Using named matches from Go regex
RegexGoRegex Problem Overview
I'm coming from Python, so I'm probably just not looking at this the right way. I'd like to create a fairly complicated regex and be able to access the fields match by name. I can't seem to find a good example. The closest I've managed to get is this:
package main
import (
"fmt"
"regexp"
)
var myExp = regexp.MustCompile(`(?P<first>\d+)\.(\d+).(?P<second>\d+)`)
func main() {
fmt.Printf("%+v", myExp.FindStringSubmatch("1234.5678.9"))
match := myExp.FindStringSubmatch("1234.5678.9")
for i, name := range myExp.SubexpNames() {
fmt.Printf("'%s'\t %d -> %s\n", name, i, match[i])
}
//fmt.Printf("by name: %s %s\n", match["first"], match["second"])
}
The commented out line is how I would expect to access the named fields in Python. What's the equivalent way to do this in go?

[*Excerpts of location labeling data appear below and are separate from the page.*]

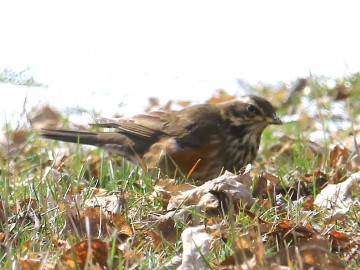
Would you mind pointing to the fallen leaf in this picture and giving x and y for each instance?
(93, 253)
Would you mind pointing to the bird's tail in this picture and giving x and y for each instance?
(82, 137)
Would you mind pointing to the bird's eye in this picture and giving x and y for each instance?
(252, 109)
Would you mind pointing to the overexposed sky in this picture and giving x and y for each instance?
(95, 53)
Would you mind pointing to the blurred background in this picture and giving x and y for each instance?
(112, 56)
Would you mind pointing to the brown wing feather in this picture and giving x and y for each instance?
(147, 126)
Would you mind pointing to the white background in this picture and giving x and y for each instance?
(99, 54)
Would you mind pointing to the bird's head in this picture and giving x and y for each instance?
(250, 110)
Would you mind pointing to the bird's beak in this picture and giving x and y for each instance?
(274, 120)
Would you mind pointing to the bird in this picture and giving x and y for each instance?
(200, 141)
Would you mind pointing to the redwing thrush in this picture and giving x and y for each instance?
(200, 140)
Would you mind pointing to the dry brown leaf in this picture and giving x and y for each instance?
(121, 225)
(84, 255)
(210, 193)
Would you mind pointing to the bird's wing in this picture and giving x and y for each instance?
(146, 126)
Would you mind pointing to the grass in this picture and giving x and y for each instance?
(44, 194)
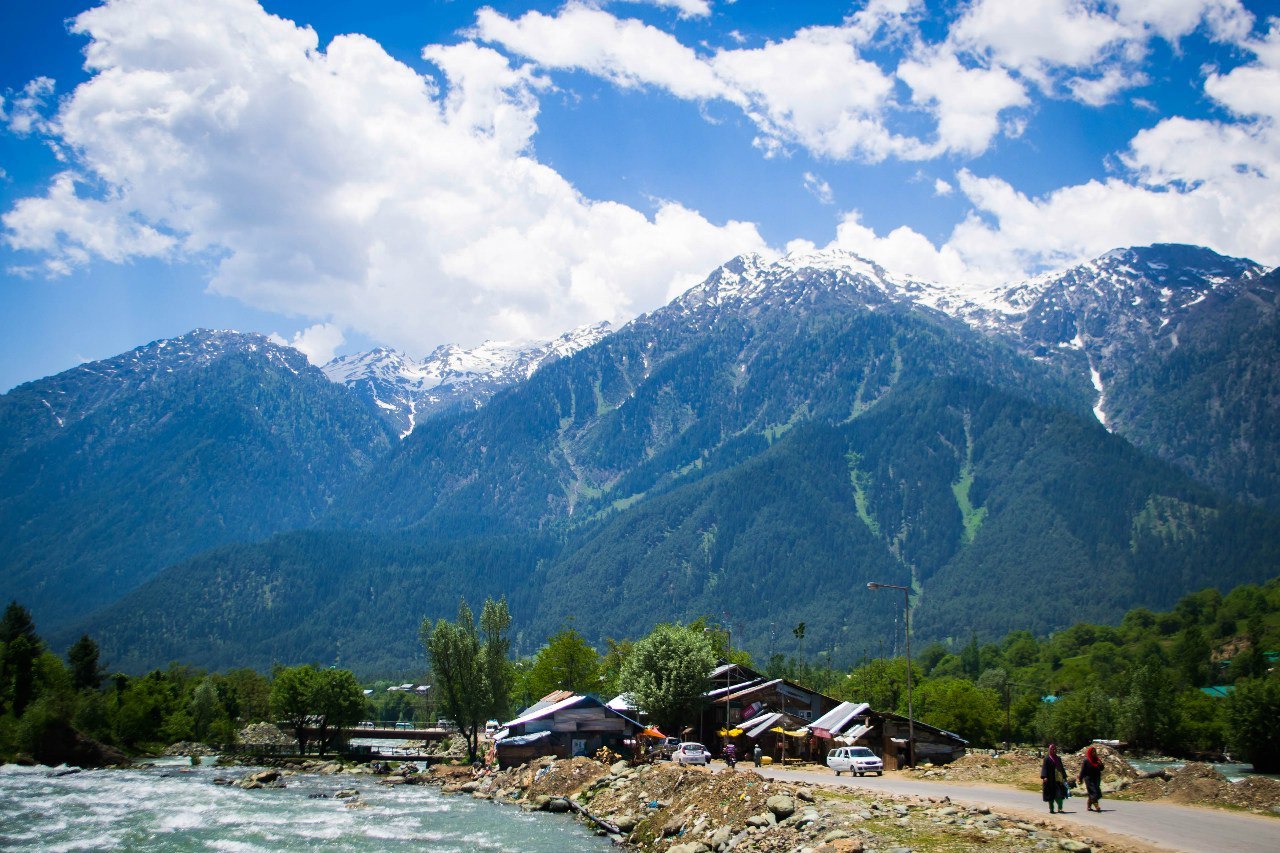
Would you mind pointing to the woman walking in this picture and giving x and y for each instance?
(1054, 779)
(1091, 774)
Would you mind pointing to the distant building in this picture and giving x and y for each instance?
(563, 724)
(789, 720)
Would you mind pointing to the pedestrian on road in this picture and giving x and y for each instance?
(1091, 774)
(1054, 779)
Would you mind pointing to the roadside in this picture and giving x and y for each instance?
(1132, 825)
(698, 810)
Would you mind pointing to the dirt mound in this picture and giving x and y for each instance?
(562, 778)
(666, 796)
(264, 734)
(1198, 784)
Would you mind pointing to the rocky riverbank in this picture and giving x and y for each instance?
(693, 810)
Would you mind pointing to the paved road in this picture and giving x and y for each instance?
(1174, 828)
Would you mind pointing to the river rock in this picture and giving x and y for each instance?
(263, 779)
(781, 806)
(625, 822)
(720, 838)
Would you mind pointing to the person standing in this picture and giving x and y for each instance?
(1091, 774)
(1054, 779)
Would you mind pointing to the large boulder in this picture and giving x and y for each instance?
(781, 806)
(62, 744)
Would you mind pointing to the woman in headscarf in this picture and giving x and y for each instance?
(1091, 774)
(1054, 779)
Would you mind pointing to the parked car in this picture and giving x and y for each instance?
(691, 753)
(666, 748)
(855, 760)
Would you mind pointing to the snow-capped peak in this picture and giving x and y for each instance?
(405, 389)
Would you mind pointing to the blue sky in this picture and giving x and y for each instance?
(417, 173)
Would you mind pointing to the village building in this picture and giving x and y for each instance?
(794, 723)
(563, 724)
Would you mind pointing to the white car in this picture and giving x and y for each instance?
(855, 760)
(690, 753)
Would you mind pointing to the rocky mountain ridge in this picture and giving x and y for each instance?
(405, 391)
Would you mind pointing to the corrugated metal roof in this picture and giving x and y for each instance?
(840, 716)
(752, 689)
(548, 710)
(762, 724)
(717, 692)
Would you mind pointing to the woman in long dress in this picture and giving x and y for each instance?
(1091, 774)
(1054, 779)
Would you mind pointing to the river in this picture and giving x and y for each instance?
(178, 807)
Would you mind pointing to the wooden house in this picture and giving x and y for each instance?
(563, 725)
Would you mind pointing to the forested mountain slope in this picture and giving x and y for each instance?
(115, 469)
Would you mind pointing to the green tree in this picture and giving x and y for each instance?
(204, 708)
(567, 662)
(472, 676)
(668, 673)
(16, 623)
(880, 683)
(1075, 719)
(292, 689)
(616, 655)
(337, 703)
(1252, 711)
(496, 626)
(83, 660)
(1147, 717)
(960, 706)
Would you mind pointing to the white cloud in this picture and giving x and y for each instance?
(686, 8)
(819, 188)
(319, 343)
(338, 185)
(1089, 51)
(816, 90)
(627, 53)
(24, 112)
(1036, 36)
(965, 101)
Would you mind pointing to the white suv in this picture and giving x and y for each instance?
(855, 760)
(690, 753)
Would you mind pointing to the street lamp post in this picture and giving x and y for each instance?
(910, 705)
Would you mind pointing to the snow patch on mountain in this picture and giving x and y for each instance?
(406, 391)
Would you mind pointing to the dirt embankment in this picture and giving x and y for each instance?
(1196, 784)
(694, 810)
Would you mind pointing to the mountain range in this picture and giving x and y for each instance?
(758, 450)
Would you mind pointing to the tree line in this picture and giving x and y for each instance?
(1144, 682)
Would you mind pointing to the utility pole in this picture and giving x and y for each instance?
(910, 703)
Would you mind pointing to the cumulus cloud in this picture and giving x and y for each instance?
(965, 100)
(23, 112)
(813, 90)
(819, 188)
(625, 51)
(685, 8)
(339, 185)
(319, 342)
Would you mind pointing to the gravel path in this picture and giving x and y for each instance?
(1161, 825)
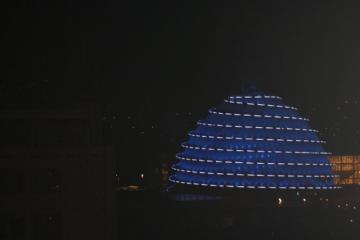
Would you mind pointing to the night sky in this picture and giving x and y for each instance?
(156, 67)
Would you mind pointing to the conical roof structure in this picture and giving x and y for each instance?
(254, 141)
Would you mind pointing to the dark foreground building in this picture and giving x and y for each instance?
(254, 141)
(56, 175)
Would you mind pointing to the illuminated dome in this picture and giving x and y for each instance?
(253, 141)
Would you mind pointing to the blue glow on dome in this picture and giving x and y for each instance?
(254, 141)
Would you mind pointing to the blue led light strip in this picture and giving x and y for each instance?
(254, 127)
(256, 175)
(212, 111)
(260, 104)
(256, 97)
(249, 186)
(251, 163)
(254, 139)
(251, 150)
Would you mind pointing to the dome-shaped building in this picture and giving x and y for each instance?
(253, 141)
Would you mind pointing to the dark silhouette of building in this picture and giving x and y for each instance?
(56, 175)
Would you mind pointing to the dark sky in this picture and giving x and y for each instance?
(156, 67)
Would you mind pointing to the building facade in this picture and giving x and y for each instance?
(348, 169)
(56, 176)
(253, 141)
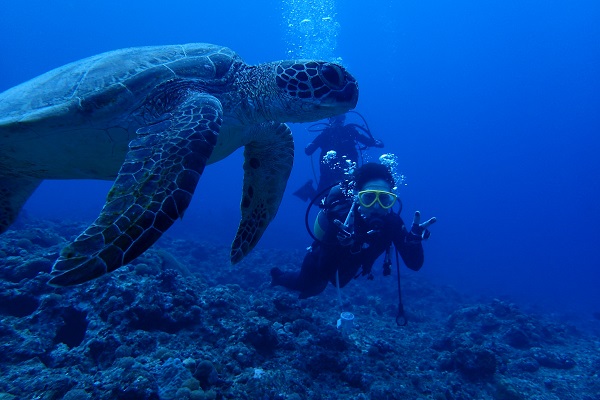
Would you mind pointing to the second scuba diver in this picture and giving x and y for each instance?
(338, 143)
(353, 231)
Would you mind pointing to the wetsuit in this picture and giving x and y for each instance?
(327, 256)
(342, 139)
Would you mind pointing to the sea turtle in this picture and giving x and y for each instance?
(153, 117)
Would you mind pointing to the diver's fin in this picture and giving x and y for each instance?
(306, 191)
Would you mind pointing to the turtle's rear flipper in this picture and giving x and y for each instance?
(268, 162)
(14, 192)
(154, 187)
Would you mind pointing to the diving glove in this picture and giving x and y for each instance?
(419, 231)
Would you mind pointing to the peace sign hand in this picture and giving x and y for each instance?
(419, 230)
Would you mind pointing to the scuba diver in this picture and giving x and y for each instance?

Or if I need to convert the match to a map, what's the most idiomatic way in go to make and then access the map?
Regex Solutions
Solution 1 - Regex
You can reference your named capture groups by utilizing map
as follows:
package main
import (
"fmt"
"regexp"
)
var myExp = regexp.MustCompile(`(?P<first>\d+)\.(\d+).(?P<second>\d+)`)
func main() {
match := myExp.FindStringSubmatch("1234.5678.9")
result := make(map[string]string)
for i, name := range myExp.SubexpNames() {
if i != 0 && name != "" {
result[name] = match[i]
}
}
fmt.Printf("by name: %s %s\n", result["first"], result["second"])
}
Solution 2 - Regex
I don't have the reputation to comment so forgive me if this shouldn't be an 'answer', but I found the above answer helpful so I wrapped it in to a function:
func reSubMatchMap(r *regexp.Regexp, str string) (map[string]string) {
match := r.FindStringSubmatch(str)
subMatchMap := make(map[string]string)
for i, name := range r.SubexpNames() {
if i != 0 {
subMatchMap[name] = match[i]
}
}
return subMatchMap
}
Example usage on Playground: https://play.golang.org/p/LPLND6FnTXO
Hope this is helpful to someone else. Love the ease of named capture groups in Go.
Solution 3 - Regex
The other approaches will throw an error when a match wasn't found for a 'named group'.
The following, however, creates a map
with whatever named groups were actually found:
func findNamedMatches(regex *regexp.Regexp, str string) map[string]string {
match := regex.FindStringSubmatch(str)
results := map[string]string{}
for i, name := range match {
results[regex.SubexpNames()[i]] = name
}
return results
}
This approach will just return the map with the named group matches. If there are no matches, it'll just return an empty map. I've found that's much easier to deal with than errors being thrown if a match isn't found.
Solution 4 - Regex
You can use regroup
library for that https://github.com/oriser/regroup
Example:
package main
import (
"fmt"
"github.com/oriser/regroup"
)
var myExp = regroup.MustCompile(`(?P<first>\d+)\.(\d+).(?P<second>\d+)`)
func main() {
match, err := myExp.Groups("1234.5678.9")
if err != nil {
panic(err)
}
fmt.Printf("by name: %s %s\n", match["first"], match["second"])
}
You can also use a struct for that:
package main
import (
"fmt"
"github.com/oriser/regroup"
)
type Example struct {
First int `regroup:"first"`
Second int `regroup:"second"`
}
var myExp = regroup.MustCompile(`(?P<first>\d+)\.(\d+).(?P<second>\d+)`)
func main() {
res := &Example{}
err := myExp.MatchToTarget("1234.5678.9", res)
if err != nil {
panic(err)
}
fmt.Printf("by struct: %+v\n", res)
}